US Marine Corps News

7/7/2010
By Master Sgt Peter Walz, Marine Forces Reserve

ANCON, Peru -- The parade deck was an elaborate mixture of both ceremonial dress and battle dress uniforms. Desert tans and woodland green camouflage patterns were each as unique as the culture and country they came from: Argentina, Brazil, Canada, Colombia, Ecuador, Mexico, Paraguay, Peru, Uruguay and the United States. Although their backgrounds, culture and uniforms are different they all have one thing in common—they are Marines.

More than 1,000 Marines and Navy Sailors, combined from the US Special Purpose Marine Air-Ground Task Force 24 (SPMAGTF 24) and nine partner nations, converged on the parade deck of the Peruvian Marine Corps base to kickoff the multinational combined exercises Partnership of the Americas (POA-10) and Southern Exchange 2010 (SE-10).

Rear Adm. Luis Ramos, Commandant of the Peruvian Marines, made the opening remarks.

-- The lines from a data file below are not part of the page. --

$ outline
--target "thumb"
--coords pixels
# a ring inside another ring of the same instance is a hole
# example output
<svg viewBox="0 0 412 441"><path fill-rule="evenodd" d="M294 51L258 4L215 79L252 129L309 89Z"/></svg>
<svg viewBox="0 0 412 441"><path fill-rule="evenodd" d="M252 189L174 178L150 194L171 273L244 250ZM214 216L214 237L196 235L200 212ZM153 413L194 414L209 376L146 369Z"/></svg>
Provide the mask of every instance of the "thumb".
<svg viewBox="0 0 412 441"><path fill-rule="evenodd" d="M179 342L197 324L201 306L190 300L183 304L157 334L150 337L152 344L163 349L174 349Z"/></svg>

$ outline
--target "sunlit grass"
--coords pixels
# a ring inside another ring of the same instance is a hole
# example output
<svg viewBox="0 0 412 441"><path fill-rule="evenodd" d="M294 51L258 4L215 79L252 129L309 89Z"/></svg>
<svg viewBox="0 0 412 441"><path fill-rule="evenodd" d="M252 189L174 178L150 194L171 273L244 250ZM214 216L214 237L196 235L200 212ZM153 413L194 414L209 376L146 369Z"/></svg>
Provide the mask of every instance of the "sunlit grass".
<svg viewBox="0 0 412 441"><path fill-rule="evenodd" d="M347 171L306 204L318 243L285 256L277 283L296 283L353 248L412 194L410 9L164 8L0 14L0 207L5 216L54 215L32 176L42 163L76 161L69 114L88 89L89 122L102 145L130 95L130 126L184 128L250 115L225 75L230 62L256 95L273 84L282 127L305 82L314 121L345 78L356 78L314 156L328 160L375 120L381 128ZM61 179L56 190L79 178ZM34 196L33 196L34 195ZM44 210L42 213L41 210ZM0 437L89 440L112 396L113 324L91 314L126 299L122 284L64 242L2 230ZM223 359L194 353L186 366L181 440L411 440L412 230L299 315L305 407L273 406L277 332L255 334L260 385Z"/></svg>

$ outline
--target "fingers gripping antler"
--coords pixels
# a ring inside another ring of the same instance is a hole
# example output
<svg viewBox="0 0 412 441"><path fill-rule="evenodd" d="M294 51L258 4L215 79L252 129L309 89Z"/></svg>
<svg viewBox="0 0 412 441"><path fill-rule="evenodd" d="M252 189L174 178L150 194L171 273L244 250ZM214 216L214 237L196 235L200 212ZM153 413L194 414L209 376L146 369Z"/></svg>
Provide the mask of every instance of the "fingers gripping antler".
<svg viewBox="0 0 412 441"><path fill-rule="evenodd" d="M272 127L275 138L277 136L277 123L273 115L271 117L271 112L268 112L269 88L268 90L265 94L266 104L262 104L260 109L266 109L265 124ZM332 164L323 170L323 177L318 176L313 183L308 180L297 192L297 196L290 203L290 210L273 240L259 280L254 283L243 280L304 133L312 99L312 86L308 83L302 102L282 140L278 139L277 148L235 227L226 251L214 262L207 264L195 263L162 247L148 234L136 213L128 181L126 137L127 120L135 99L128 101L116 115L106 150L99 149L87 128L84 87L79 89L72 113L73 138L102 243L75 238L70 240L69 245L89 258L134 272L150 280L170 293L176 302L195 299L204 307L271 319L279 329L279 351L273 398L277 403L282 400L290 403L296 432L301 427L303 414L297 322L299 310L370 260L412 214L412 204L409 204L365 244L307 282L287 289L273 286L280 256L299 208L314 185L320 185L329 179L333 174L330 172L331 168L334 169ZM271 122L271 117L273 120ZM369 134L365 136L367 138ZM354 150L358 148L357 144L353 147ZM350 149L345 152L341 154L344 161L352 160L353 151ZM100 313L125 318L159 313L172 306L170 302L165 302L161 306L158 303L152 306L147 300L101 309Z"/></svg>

“It’s a real privilege to receive such a select group from all countries,” said Ramos. “This exercise offers all a big chance to perform joint operations and to strengthen the bonds among the participating nations.”

Following the address by Ramos, the Peruvian exhibition drill team made an impressive entrance in their finest ceremonial uniform. They performed a remarkable routine, showcasing crisp marching and precision rifle movements that would have even impressed the U.S. Marines’ Silent Drill Team.

Ramos, along with Vice Adm. Jorge De La Puente, Peru’s Naval Chief of Staff, and Rear Adm. Wladimiro Giovannini, Peru’s Pacific Operations Command Chief of Staff, greeted all senior officers from each participating nation’s forces before the ceremony concluded.

Immediately following the ceremony, the US Marines and partner nations split up into training platoons with the purpose of fostering cross-training and sharing knowledge over the next three weeks.

Although the platoons are an eclectic mix of uniforms and cultures whose members can be heard speaking English, Spanish and Portuguese, they are all working with one common goal--enhancing proficiency and interoperability between the U.S. Marine Corps and partner nation forces.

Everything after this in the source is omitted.